The clouds and wind would break about twice an hour and there were a couple people who were patiently waiting for the right time to go for some serious altitude. Heath McPherson launched his 4″ diameter rocket named 4 the Girls on a CTI M-1101WT and got just over 13,000ft out of that flight. Eric Lynn flew with us for the first time this weekend and I could tell he was eager to fly high. He shoved a CTI L-1030RL in his 3″ Shape Shifter 75 which turned in over 13,000ft of altitude as well. Joe Hill brought out a new 3″ diameter rocket called Pink Dog made with ‘canvas phenolic’ to test how strong that material really is. He put it up on an Aerotech K-695R which turned in a supersonic flight to just shy of 10,000ft, and it held together just fine.
NC State was back with the same rocket they’ve been flying for the past couple of months, called 81.5. They chose an Aerotech L-1520T which lifted the 50lb rocket with ease. I believe they had some payload issues, but all the parachutes came out on time and there was no damage done to the vehicle. Lenoir-Ryhne University out of Hickory brought out a 4″ diamater, 10′ tall rocket made out of various 3D printed parts and carbon fiber. They selected a 99% CTI L-1115C as the motor, and the rocket went out of sight rather quickly.

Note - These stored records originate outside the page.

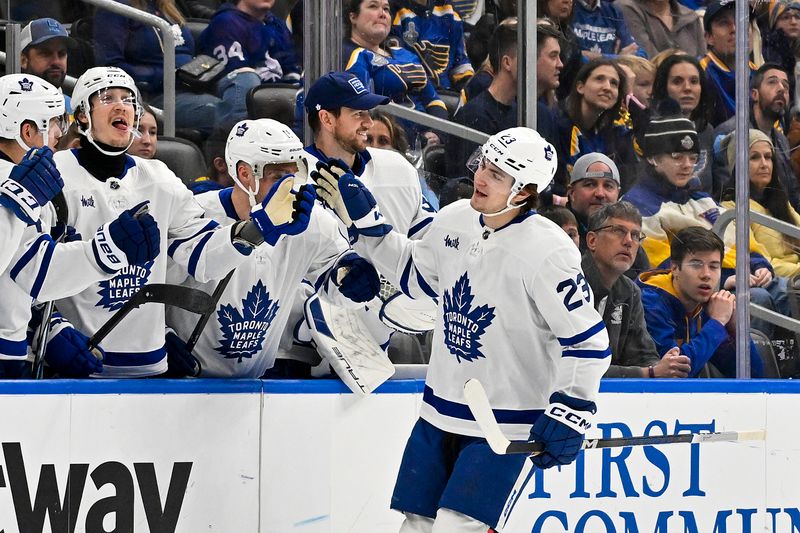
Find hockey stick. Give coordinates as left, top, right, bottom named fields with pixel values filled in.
left=31, top=191, right=69, bottom=379
left=89, top=283, right=214, bottom=350
left=464, top=379, right=766, bottom=455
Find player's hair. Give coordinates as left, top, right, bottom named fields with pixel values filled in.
left=489, top=17, right=517, bottom=72
left=669, top=226, right=725, bottom=267
left=589, top=200, right=642, bottom=231
left=308, top=107, right=342, bottom=136
left=564, top=57, right=626, bottom=130
left=537, top=205, right=578, bottom=228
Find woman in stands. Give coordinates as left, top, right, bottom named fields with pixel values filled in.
left=722, top=129, right=800, bottom=278
left=652, top=54, right=724, bottom=197
left=343, top=0, right=455, bottom=125
left=94, top=0, right=220, bottom=136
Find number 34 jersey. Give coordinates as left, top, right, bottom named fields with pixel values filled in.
left=356, top=200, right=611, bottom=439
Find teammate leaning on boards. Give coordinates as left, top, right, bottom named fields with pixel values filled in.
left=167, top=119, right=380, bottom=378
left=50, top=67, right=315, bottom=377
left=0, top=74, right=155, bottom=377
left=318, top=128, right=611, bottom=533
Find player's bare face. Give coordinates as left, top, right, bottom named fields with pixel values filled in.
left=469, top=158, right=514, bottom=214
left=672, top=251, right=722, bottom=305
left=333, top=107, right=373, bottom=154
left=349, top=0, right=392, bottom=46
left=90, top=87, right=136, bottom=148
left=567, top=170, right=619, bottom=217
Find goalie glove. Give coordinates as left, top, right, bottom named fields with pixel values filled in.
left=531, top=392, right=597, bottom=468
left=311, top=159, right=392, bottom=237
left=250, top=174, right=317, bottom=246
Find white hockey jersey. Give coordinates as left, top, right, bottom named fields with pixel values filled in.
left=55, top=150, right=246, bottom=378
left=294, top=145, right=436, bottom=349
left=355, top=200, right=611, bottom=439
left=167, top=188, right=355, bottom=378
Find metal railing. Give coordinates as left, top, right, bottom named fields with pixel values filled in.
left=81, top=0, right=175, bottom=137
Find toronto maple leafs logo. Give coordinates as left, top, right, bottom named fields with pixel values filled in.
left=18, top=78, right=33, bottom=92
left=95, top=261, right=153, bottom=311
left=215, top=281, right=280, bottom=363
left=444, top=273, right=494, bottom=363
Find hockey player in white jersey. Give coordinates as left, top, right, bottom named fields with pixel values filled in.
left=318, top=128, right=611, bottom=533
left=167, top=119, right=380, bottom=378
left=276, top=72, right=435, bottom=374
left=0, top=74, right=162, bottom=378
left=55, top=67, right=315, bottom=377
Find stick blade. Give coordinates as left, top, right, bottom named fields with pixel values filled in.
left=464, top=378, right=511, bottom=455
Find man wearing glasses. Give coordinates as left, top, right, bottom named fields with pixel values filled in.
left=581, top=201, right=690, bottom=378
left=639, top=226, right=763, bottom=378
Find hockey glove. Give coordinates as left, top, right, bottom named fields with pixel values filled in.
left=531, top=392, right=597, bottom=468
left=336, top=254, right=381, bottom=303
left=311, top=159, right=392, bottom=237
left=250, top=174, right=317, bottom=246
left=92, top=202, right=161, bottom=274
left=164, top=329, right=202, bottom=378
left=44, top=318, right=105, bottom=378
left=0, top=146, right=64, bottom=225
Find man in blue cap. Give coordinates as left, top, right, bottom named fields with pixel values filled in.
left=277, top=72, right=436, bottom=374
left=20, top=18, right=74, bottom=113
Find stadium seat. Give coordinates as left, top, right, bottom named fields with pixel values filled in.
left=247, top=83, right=300, bottom=127
left=156, top=136, right=207, bottom=184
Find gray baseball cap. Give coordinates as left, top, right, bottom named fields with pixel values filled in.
left=569, top=152, right=620, bottom=185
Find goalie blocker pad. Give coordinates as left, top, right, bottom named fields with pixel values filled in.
left=378, top=278, right=438, bottom=335
left=305, top=294, right=394, bottom=396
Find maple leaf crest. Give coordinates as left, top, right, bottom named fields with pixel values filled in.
left=95, top=261, right=153, bottom=311
left=215, top=280, right=280, bottom=363
left=444, top=272, right=494, bottom=363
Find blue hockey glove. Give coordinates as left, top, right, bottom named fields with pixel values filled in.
left=44, top=319, right=105, bottom=378
left=92, top=202, right=161, bottom=274
left=164, top=329, right=202, bottom=378
left=0, top=146, right=64, bottom=224
left=335, top=254, right=381, bottom=303
left=311, top=159, right=392, bottom=237
left=250, top=174, right=317, bottom=246
left=531, top=392, right=597, bottom=468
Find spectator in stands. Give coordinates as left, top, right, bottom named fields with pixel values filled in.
left=19, top=18, right=74, bottom=113
left=392, top=0, right=474, bottom=90
left=572, top=0, right=647, bottom=59
left=197, top=0, right=301, bottom=131
left=616, top=0, right=706, bottom=57
left=536, top=205, right=581, bottom=248
left=653, top=54, right=723, bottom=198
left=722, top=129, right=800, bottom=278
left=700, top=0, right=756, bottom=126
left=713, top=63, right=800, bottom=209
left=581, top=201, right=690, bottom=378
left=557, top=58, right=636, bottom=190
left=342, top=0, right=449, bottom=125
left=761, top=0, right=800, bottom=94
left=128, top=104, right=158, bottom=159
left=639, top=226, right=763, bottom=378
left=94, top=0, right=220, bottom=136
left=623, top=116, right=789, bottom=336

Now, for a not so great note – We had a few people drive in areas of the field this weekend that resulted in us losing the privilege of driving on the field. I was asked nicely by one of the farmers to NOT allow ANY vehicles on the field moving forward. We owe a great respect to the landowners and farmers who are gracious enough to let us all over their land. I’d like to maintain a great/positive relationship with them and this is what’s been asked of us. If you decide to drive on the field, you’ll kindly be asked to leave the launch site and not come back. This is a ZERO tolerance rule. I’ll be posting an updated set of rules on this website in the next couple of days.
We’ve got one more scheduled launch in Bayboro before the season is over, and I hope to see everyone on the weekend of the 25th!